Niltci’s bronze face cracked once in a saturnine grin. “Quien sabe?” (Who knows!) he shrugged his dusty shoulders. “Me got hees pony!” That was all they ever had out of him about it.
“Them thar rails says we gotta lope along pronto, boys!” said Big John as he pushed the white mustang to the head of the column. “Yore schoolmarm friend has gone by hyar, in the cyars, shore’s yore a foot high. ’Cause why? I didn’t see no pony tracks headin’ down fer Tucson, nohow, comin’ down this valley.”
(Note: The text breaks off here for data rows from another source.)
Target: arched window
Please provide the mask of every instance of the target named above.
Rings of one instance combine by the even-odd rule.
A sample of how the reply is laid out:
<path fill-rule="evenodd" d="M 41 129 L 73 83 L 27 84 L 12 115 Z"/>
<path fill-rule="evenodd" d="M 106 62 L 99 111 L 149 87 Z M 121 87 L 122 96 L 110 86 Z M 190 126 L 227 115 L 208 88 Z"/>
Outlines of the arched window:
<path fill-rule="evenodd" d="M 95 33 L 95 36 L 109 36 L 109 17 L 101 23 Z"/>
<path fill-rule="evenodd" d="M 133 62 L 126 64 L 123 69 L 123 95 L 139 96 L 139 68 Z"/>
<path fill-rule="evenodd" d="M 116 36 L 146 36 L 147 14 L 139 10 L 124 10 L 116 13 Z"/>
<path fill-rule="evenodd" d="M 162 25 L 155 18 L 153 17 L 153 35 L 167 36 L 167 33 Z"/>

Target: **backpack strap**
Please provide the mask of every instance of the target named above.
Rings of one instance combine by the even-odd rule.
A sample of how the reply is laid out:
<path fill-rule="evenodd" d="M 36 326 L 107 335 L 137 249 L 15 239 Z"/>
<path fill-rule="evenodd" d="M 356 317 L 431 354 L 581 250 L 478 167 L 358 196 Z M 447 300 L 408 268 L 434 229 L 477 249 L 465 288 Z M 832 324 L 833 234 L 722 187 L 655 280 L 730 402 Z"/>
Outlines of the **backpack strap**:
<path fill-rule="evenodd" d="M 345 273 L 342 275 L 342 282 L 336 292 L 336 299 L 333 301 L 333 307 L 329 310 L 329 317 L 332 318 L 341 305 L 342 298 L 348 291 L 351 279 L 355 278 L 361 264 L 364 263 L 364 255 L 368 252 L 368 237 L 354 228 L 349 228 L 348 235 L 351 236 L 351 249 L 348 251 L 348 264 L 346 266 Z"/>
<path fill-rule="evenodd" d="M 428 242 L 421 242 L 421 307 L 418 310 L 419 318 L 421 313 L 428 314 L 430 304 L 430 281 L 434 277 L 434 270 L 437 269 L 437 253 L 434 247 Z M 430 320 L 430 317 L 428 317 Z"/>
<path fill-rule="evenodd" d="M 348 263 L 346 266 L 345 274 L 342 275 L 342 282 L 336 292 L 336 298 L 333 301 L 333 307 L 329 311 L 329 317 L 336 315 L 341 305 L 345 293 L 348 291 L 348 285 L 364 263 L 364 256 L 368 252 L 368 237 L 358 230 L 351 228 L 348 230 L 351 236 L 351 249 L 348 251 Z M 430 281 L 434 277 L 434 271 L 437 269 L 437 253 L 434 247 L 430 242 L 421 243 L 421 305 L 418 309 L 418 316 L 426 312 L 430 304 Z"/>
“Think he’s gone to Nogales, by train, John?” asked Scotty anxiously.
“Shore has! Or else he’s takin’ the jerkwater local out of Tucson to San Xavier, so he can reach the Papago Reservation ahead of us. We’ll be crossin’ thet Injun ole folks’ home soon as we git out’n these hills an’ we’ll shore hev trouble!”
Big John shook his head ominously and urged on the white mustang. For him the race for Red Mesa had already begun.
“Yes, but the Papagoes are harmless,” objected Scotty.
“Not this time of year!” put in Sid. “This is corn time with them, and every other buck is drunk on a ferment that they make of it. That Vasquez could arouse them to almost anything, now.—Hey, John?”
“Shore, them Injuns is bad medicine for all white men in November!” quoth Big John sententiously.